Fernie Maas (VU History Department), Albert Merono (VU Computer Science), Wouter Beek (VU Computer Science)


October 10, 2013

Dutch Book Trade 1660-1750: using the STCN to gain insight in publishers’ strategies
Despite a stagnating domestic demand near the end of the seventeenth century, Dutch book producers managed to keep up their international market position. In a so-called embedded research project, the Short Title Catalogue, Netherlands (STCN) was used to gain insight in the strategies and decisions of these publishers. The STCN is a retrospective bibliography of publications 1540-1800, containing information on title, author, book producer, language, subject and collation. Historians and computer scientists collaborated to disclose this STCN, and to connect it to other relevant datasets. To explore the possibilities of, and difficulties in, disclosing and linking the bibliography, attention was turned to a particular strategy: publishing scandalous books. Next to explaining the process of converting and querying the STCN data, the presentation will deal with differences in handling data and the advantages of an Open Data approach in the humanities research.

Albert Meroño-Peñuela is a PhD student at the VU University Amsterdam and works at Data Archiving and Networked Services and the eHumanities Group of the Royal Netherlands Academy of Arts and Sciences in the Computational Humanities project CEDAR. He holds a bachelor in Informatics Engineering from Universitat Politècnica de Catalunya (FIB-UPC). As a researcher he has previously worked at the Institute of Law and Technology (IDT-UAB), developing models for Law using semantic technologies. His PhD focuses on the Semantic Web and the Humanities, with a particular interest in concept drift and the dynamics of meaning. His research interests also include Linked Open Data, Data Mining, Machine Learning and Computer Graphics, and he is an enthusiast of Free Software. He also likes to spend his time playing music and reading science fiction.

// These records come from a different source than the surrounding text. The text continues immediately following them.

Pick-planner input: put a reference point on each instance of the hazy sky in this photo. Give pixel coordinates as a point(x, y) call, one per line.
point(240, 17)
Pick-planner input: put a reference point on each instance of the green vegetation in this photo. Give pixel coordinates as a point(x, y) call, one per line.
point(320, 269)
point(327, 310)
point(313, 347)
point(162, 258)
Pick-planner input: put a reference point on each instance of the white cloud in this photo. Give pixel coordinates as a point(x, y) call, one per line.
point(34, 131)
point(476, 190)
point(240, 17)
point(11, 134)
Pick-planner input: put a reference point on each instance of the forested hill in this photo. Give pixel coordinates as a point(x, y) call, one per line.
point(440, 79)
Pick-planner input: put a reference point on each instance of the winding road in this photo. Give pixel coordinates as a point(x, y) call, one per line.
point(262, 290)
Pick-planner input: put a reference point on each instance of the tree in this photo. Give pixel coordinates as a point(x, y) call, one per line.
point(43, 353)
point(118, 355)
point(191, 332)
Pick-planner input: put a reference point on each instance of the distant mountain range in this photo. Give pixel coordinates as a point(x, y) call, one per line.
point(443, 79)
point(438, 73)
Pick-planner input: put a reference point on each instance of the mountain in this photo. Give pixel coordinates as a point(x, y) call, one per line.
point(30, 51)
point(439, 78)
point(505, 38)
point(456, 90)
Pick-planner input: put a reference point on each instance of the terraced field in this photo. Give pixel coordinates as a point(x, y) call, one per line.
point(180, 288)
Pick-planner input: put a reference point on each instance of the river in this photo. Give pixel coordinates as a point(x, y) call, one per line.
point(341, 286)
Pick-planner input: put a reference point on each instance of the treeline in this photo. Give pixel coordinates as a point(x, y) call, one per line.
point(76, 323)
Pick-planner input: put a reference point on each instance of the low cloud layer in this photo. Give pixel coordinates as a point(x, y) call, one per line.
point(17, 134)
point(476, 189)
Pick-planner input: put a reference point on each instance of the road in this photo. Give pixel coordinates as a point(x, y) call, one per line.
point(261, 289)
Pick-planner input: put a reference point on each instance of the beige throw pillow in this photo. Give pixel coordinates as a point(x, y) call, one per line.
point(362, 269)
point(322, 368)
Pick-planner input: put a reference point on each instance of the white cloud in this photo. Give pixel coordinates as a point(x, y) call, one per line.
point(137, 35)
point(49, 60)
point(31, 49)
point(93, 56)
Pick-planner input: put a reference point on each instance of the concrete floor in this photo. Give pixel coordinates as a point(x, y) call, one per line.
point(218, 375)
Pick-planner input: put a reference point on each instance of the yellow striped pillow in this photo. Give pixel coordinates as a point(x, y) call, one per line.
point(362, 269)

Wouter Beek is currently employed as a researcher at the Free University (VU) in Amsterdam, working on the Free Competition NWO project Pragmatic Semantics (PraSem). He is working on a new semantic paradigm for interpreting existing Semantic Web (SW) data, taking the contradictions, ambiguities and context-dependencies that abound into account. His conducted his previous research at the University of Amsterdam (UvA) within the international DynaLearn project, focusing on the diagnostic evaluation of qualitative models.

Fernie Maas has completed the research master Historical Sciences at Radboud University Nijmegen, specialising in 17th and 18th century cultural history. She graduated with a thesis on early modern Dutch cookery books and ideas of healthy eating. She recently finished an embedded research project on cultural industries in the Dutch Golden Age at VU University Amsterdam, working together with VU computer scientists in converting the Short Title Catalogue, Netherlands. Currently she is involved in developing a joint eHumanities education program at UvA and VU.